This work establishes a solid theoretical foundation to formalize concept drift, which directly motivates the CPO method. The approach is validated through well-designed experiments and ablation studies.

  1. Practical significance

This paper proposes a method to address the detrimental concept drift within CoT reasoning, which is of practical significance. The release of the CCF dataset also provides a valuable resource for research in causal inference and robust AI.

Weakness

  1. Computational overhead: The entire pipeline (concept graph construction→counterfactual data generation via LLM experts→CPO fine-tuning) appears to incur substantial computational costs. Notably, generating counterfactual samples would require extensive LLM inference operations, representing a significant computational burden. In Appendix C, the authors provide model training details (hyperparameters, 2x2 A100 GPUs) but offer no analysis of the thorough analysis of these computational demands, which is critical for evaluating the method’s practical feasibility in real-world deployment scenarios.
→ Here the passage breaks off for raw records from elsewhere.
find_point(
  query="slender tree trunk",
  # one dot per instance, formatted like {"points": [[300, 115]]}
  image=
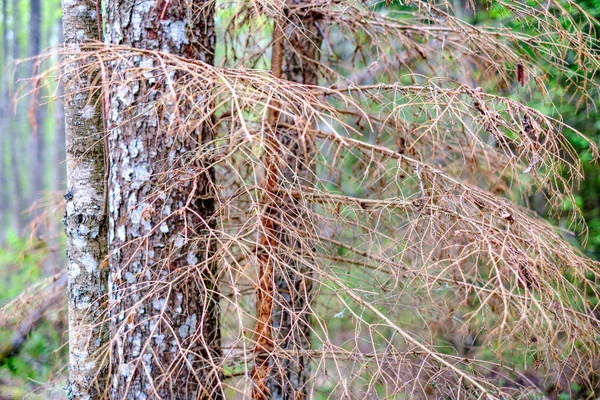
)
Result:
{"points": [[296, 51], [163, 305], [36, 140], [85, 219], [15, 152], [4, 120]]}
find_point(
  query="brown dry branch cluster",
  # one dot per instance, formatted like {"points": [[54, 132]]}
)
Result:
{"points": [[369, 235]]}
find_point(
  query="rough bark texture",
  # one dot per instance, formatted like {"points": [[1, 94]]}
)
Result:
{"points": [[36, 152], [85, 218], [291, 316], [162, 278], [4, 104], [15, 151], [283, 316]]}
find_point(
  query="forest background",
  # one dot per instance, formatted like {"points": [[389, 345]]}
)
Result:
{"points": [[33, 183]]}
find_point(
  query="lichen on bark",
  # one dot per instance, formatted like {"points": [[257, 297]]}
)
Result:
{"points": [[163, 307], [85, 217]]}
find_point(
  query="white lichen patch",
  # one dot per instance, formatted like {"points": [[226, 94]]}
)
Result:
{"points": [[88, 262], [126, 370], [88, 112], [141, 174], [80, 242], [130, 278], [179, 241], [164, 228], [191, 258], [75, 270], [121, 233], [147, 64], [189, 326], [158, 304]]}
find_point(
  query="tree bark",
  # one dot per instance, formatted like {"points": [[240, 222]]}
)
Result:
{"points": [[85, 218], [286, 332], [293, 280], [163, 306], [4, 120], [36, 140], [15, 155]]}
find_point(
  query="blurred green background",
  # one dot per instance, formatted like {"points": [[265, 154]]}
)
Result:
{"points": [[33, 180]]}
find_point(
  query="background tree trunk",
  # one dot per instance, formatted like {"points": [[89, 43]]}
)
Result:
{"points": [[163, 308], [4, 121], [85, 219], [15, 151], [36, 118], [293, 278]]}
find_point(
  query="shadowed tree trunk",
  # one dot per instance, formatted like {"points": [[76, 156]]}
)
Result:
{"points": [[15, 155], [296, 51], [36, 139], [291, 316], [164, 312], [4, 107], [85, 218]]}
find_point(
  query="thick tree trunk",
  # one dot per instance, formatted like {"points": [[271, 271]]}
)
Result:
{"points": [[85, 219], [163, 305]]}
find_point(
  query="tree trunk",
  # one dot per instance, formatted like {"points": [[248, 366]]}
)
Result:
{"points": [[163, 307], [298, 39], [85, 219], [15, 156], [36, 140], [4, 121]]}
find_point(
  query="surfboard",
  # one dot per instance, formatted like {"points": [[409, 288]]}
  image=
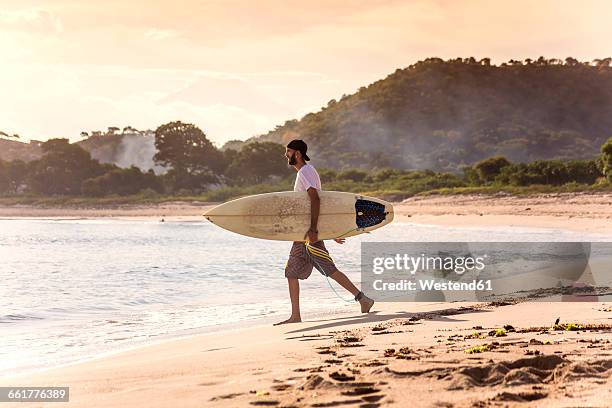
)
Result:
{"points": [[285, 216]]}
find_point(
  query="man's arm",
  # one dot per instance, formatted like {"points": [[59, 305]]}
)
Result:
{"points": [[315, 206]]}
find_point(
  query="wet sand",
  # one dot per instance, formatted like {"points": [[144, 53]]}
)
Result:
{"points": [[444, 355]]}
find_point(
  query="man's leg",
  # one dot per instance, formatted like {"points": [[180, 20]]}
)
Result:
{"points": [[294, 295], [365, 302], [344, 281]]}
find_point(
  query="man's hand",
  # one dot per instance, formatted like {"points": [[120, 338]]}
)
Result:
{"points": [[313, 236]]}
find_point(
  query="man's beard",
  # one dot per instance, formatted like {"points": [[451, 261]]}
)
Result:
{"points": [[292, 160]]}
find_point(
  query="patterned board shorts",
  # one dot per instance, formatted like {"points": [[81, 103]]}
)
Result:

  2. Generalizability of concept graph construction: The method’s core relies on a high-quality domain-specific concept graph. While the paper mentions using Med-PaLM for automated extraction from MIMICCXR dataset, the following aspects remain underexplored: the technical details of this extraction process, the required human verification costs(if need), and the feasibility of extending this approach to other domains. And the current validation focused solely on chest X-ray may represent a potential bottleneck for broader applications.

  3. Some suggestions for word choice:

  • Line 16: contributed→contribute. I think the tense here should be present tense rather than past tense?

  • Line 263: under→in. It seems a bit strange to use ”under” with ”environments” here, should it be changed to ”in”?

问题

See weakness.

局限性

yes

最终评判理由

The authors have addressed my concerns, and thus I have decided to increase my ratings to accept.

格式问题

No concerns.

作者回复

Sincerely thanks for your meaningful and detailed review. Your positive feedback is a huge encouragement to our team, including: 1) solid theoretical foundation and well-designed experiments and 2) practical significance and valuable dataset. And, we have provided detailed responses below to address your questions one by one, and made revisions to our manuscript according to your feedback:

  1. (Weakness 1) Computational overhead. Many thanks for your helpful and thoughtful suggestions. We acknowledge the reviewer's valid concern regarding computational costs and appreciate the opportunity to clarify the practical feasibility of our approach. The additional computational overhead is mainly concentrated in the generation of counterfactual samples by LLM, as pointed out by the reviewers. We mainly alleviated it from the following two points:

    • Targeted Counterfactual Generation instead of Random Perturbation. The constructed hierarchical concept graph establishes disease entities, radiographic features, clinical relationships and taxonomies. By analyzing the statistical relationship between radiographic features and disease entities in the concept graph, we can identify the features that are prone to drift and make targeted perturbations instead of random perturbations. Therefore, for each sample, we only generated the two most relevant counterfactual samples, which greatly reduces the number of counterfactuals generated and reduces computing resources.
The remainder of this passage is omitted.